Aetna, now a subsidiary of CVS Health, is one of the largest health insurance companies in the United States, covering more than 34 million people. Like all major insurers, Aetna denies claims regularly — but their denial is rarely the final word. You have strong rights to appeal, and the process is more straightforward than most people think.

This guide covers the specific Aetna appeal process, including their timelines, contact information, and the strategies most likely to get your denial overturned.

Step 1: Decode Your Aetna Denial

Aetna denial letters (formally called "Adverse Benefit Determinations") must include specific information required by law:

  • Denial reason — The specific reason your claim was denied, including clinical rationale if applicable
  • Plan provisions — The section of your plan that Aetna cites as justification
  • Appeal instructions — How and where to file your appeal, with deadlines
  • Your rights — Including the right to request Aetna's clinical criteria and any internal documents used in the decision

Common Aetna denial reasons include:

  • Not medically necessary — Aetna's clinical reviewers determined the service doesn't meet their criteria
  • Not a covered benefit — The service isn't included in your specific plan
  • Prior authorization required — Pre-approval wasn't obtained before the service
  • Out-of-network — The provider isn't in Aetna's network for your plan
  • Timely filing exceeded — The provider submitted the claim too late

Understanding the denial reason is critical because your appeal strategy depends entirely on it.
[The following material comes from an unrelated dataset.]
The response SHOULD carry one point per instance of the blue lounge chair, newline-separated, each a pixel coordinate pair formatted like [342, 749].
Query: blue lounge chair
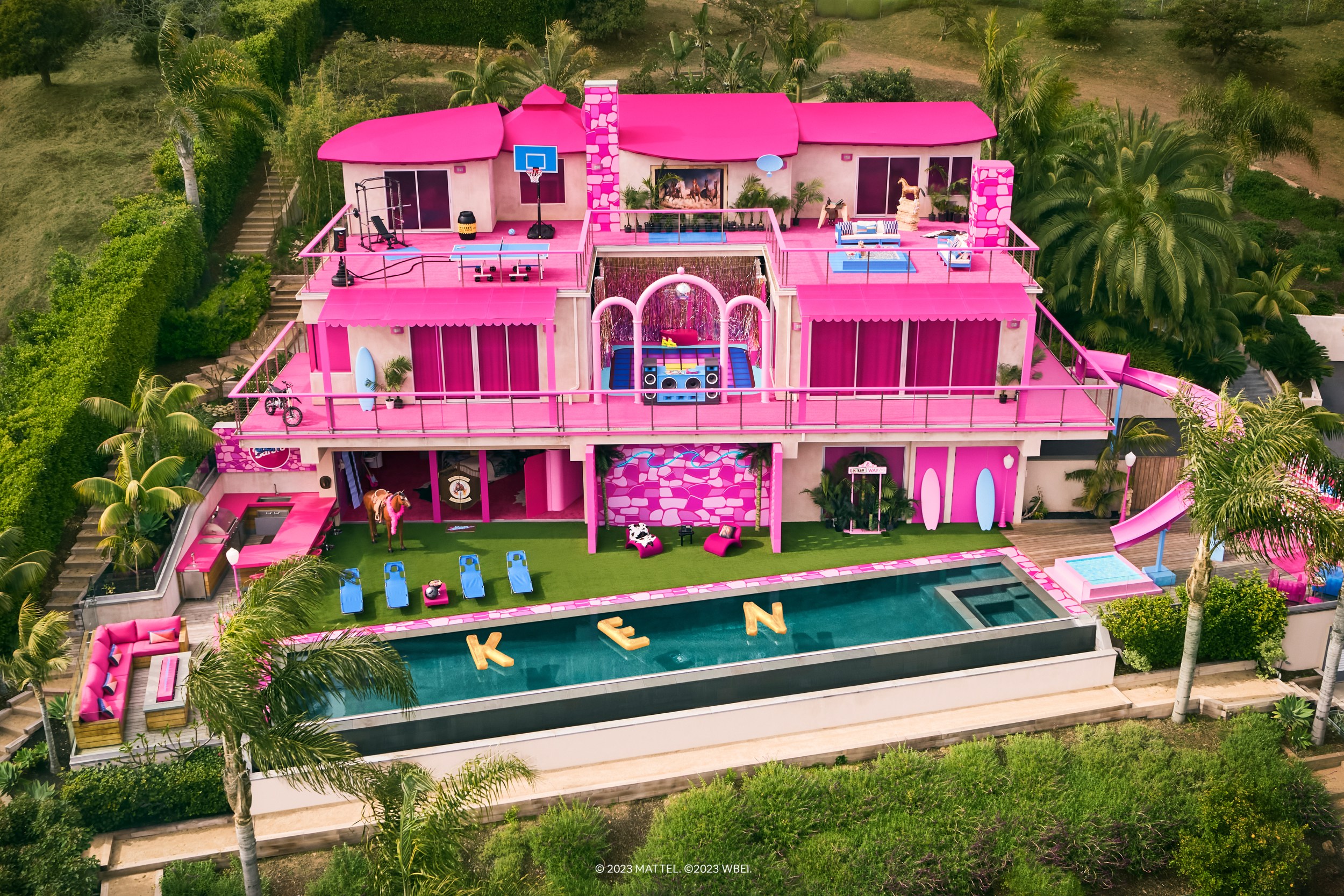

If you're having trouble interpreting the letter, our guide to reading an EOB can help.

Step 2: Contact Aetna and Gather Information

  • Aetna Member Services: 1-800-872-3862 (or the number on your ID card)
  • Aetna Online Portal: aetna.com — view claims, denial details, and submit appeals
  • Aetna Mobile App: Available for iOS and Android — check claim status on the go

When you call, ask these questions:

  1. "What specific clinical criteria or policy did you use to deny my claim?"
  2. "Can you send me a copy of Aetna's Clinical Policy Bulletin for this service?"
  3. "How many levels of internal appeal does my plan have?"
  4. "Can my doctor request a peer-to-peer review with your medical director?"
  5. "What is my exact deadline to file an appeal?"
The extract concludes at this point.